Specifically, a token is:
enum token_type {
BRACKET_CURLY_LEFT, BRACKET_CURLY_RIGHT,
BRACKET_ROUND_LEFT, BRACKET_ROUND_RIGHT,
ARROW_LEFT, ARROW_RIGHT,
BACKSLASH, FORWARDSLASH,
INTEGER, DECIMAL, INVALID_NUM,
ALLOC, CALL,
FUNCTION, VARIABLE, WORD,
UNDERSCORE,
NULL_SYMB
};
class token {
public:
token(token_type type, const char* value);
virtual ~token();
token_type type;
char* value;
};
I previously did some interpreter work in Python, where I followed the lis.py and lispy.py tutorials on making a Lisp interpreter. On the lis.py page, one of the first things Norvig writes, is:
def parse(program):
"Read a Scheme expression from a string."
return read_from_tokens(tokenize(program))
def read_from_tokens(tokens):
"Read an expression from a sequence of tokens."
if len(tokens) == 0:
raise SyntaxError('unexpected EOF while reading')
token = tokens.pop(0)
if '(' == token:
L = []
while tokens[0] != ')':
L.append(read_from_tokens(tokens))
tokens.pop(0) # pop off ')'
return L
elif ')' == token:
raise SyntaxError('unexpected )')
else:
return atom(token)
def atom(token):
"Numbers become numbers; every other token is a symbol."
try: return int(token)
except ValueError:
try: return float(token)
except ValueError:
return Symbol(token)
If we look specifically at the read_from_tokens()
function, it crawls through the list of tokens and returns both tokens and arrays, which can contain more tokens and more arrays and etc. Each list is essentially simulating the ( ... )
block.
In my C++ program, I'm trying to emulate this, by sorting my tokens into arrays which will simulate the { ... }
block. Now if we look at the Python array, L = []

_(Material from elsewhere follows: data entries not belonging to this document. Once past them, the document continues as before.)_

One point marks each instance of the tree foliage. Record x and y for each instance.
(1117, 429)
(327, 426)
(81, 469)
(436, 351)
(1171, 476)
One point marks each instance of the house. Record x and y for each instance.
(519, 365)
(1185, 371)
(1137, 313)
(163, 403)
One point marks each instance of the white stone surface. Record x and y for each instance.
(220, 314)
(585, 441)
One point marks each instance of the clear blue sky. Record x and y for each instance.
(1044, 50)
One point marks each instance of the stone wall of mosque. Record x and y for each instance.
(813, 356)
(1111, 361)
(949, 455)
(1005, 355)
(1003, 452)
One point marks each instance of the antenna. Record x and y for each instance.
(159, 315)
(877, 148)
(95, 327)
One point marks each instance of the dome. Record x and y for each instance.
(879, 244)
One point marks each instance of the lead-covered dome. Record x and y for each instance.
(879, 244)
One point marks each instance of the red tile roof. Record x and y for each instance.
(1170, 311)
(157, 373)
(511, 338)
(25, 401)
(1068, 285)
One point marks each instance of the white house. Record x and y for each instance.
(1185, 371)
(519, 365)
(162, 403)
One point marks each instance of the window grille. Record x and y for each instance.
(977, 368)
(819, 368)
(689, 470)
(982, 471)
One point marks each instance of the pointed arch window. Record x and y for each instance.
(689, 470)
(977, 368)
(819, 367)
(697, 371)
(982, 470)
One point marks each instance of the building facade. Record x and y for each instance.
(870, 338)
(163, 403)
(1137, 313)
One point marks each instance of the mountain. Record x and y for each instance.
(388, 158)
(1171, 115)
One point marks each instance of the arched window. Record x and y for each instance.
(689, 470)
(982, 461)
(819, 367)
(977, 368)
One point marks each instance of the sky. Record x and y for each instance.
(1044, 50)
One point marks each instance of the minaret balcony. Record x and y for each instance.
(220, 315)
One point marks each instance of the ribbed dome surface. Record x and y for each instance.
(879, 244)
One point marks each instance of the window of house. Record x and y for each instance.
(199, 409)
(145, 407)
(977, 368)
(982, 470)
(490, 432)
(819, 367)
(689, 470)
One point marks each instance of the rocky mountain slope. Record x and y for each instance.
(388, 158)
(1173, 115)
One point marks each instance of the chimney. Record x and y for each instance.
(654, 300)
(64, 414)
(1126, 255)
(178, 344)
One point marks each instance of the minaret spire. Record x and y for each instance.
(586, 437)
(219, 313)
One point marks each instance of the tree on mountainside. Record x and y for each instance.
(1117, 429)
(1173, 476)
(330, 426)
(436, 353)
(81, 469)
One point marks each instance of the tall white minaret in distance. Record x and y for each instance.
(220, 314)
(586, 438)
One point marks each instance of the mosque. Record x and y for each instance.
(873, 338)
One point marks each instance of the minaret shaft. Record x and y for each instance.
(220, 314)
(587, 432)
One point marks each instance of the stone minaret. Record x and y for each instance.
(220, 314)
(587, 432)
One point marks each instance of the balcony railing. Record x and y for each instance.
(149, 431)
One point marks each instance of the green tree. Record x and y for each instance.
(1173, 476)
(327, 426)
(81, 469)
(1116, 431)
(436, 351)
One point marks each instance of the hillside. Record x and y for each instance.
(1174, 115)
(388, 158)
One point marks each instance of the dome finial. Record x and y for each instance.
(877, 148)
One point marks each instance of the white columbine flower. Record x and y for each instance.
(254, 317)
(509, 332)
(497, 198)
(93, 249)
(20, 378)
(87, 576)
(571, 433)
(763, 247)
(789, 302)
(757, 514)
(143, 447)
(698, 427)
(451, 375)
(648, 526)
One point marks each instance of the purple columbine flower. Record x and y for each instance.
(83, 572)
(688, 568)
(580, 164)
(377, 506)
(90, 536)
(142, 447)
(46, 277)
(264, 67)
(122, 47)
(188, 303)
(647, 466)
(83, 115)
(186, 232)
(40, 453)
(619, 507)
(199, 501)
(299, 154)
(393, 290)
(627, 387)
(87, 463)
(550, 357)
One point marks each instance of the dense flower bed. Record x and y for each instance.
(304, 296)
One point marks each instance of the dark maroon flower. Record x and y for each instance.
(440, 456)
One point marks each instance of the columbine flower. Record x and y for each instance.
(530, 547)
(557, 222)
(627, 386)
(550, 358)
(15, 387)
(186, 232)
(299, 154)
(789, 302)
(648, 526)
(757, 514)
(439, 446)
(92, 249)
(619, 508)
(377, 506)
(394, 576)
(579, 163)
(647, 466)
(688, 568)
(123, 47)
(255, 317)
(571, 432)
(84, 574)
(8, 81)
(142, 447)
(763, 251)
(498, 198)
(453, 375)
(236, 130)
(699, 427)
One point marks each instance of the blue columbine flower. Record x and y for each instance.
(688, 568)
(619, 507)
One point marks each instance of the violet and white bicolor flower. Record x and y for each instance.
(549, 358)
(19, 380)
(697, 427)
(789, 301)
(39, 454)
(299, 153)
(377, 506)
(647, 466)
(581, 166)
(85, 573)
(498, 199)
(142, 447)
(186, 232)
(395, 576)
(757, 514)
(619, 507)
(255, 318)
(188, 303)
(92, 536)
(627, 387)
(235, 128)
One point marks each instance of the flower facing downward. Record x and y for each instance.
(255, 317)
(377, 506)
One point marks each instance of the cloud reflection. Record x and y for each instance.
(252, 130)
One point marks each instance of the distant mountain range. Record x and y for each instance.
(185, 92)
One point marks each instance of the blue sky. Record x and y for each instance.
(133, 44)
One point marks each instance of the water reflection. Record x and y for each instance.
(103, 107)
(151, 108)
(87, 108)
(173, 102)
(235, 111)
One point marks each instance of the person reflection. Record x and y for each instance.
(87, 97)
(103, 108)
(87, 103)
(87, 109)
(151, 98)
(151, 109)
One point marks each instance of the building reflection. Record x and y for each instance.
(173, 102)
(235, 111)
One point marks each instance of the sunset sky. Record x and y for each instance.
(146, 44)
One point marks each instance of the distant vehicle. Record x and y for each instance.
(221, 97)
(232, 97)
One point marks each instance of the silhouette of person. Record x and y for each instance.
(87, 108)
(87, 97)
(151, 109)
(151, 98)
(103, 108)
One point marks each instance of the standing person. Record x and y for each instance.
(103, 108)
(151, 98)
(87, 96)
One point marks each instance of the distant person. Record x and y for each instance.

, it can store practically any data type. A C++ std::vector
cannot. However it can store (void*)
.
So I went off and tried creating a translation by having the functions return type as a void pointer, and then return both token
s and std::vector<token>
s. However I ended up getting a bloated allocation error, probably due to the casting I do.
This is perhaps the dirtiest piece of code I will ever write...
void* group_tokens(std::vector<token> tokens) {
token tok = tokens.at(0);
tokens.erase(tokens.begin());
if (tok.value == "{") {
std::vector<token> group_arr;
int i = 0;
while ((tokens.at(i).value != ")")) {
std::vector<token>* crawled_arr = (std::vector<token>*) group_tokens(tokens);
group_arr.insert(group_arr.end(), crawled_arr->begin(), crawled_arr->end());
i++;
}
tokens.erase(tokens.begin());
return static_cast<void*>(&group_arr);
} else {
return static_cast<void*>(&tok);
}
}
I skipped over translating the errors, because I write a "perfect" program that should not create any errors: { test }
. This then results in allocation errors.
So to sum up, is there a way I can possibly translate these "any value-taking" Python lists into a C++ array which I can grab both std::vector<token>
s from as well as token
s that works on an "executable" basis as well as a "compiling" basis albeit I am swimming in warnings?
If the question is viewed as too closed and narrow, to broaden it, the question can be viewed as, "How can I write a Python list as an array in C++ that takes vectors of objects and singular objects.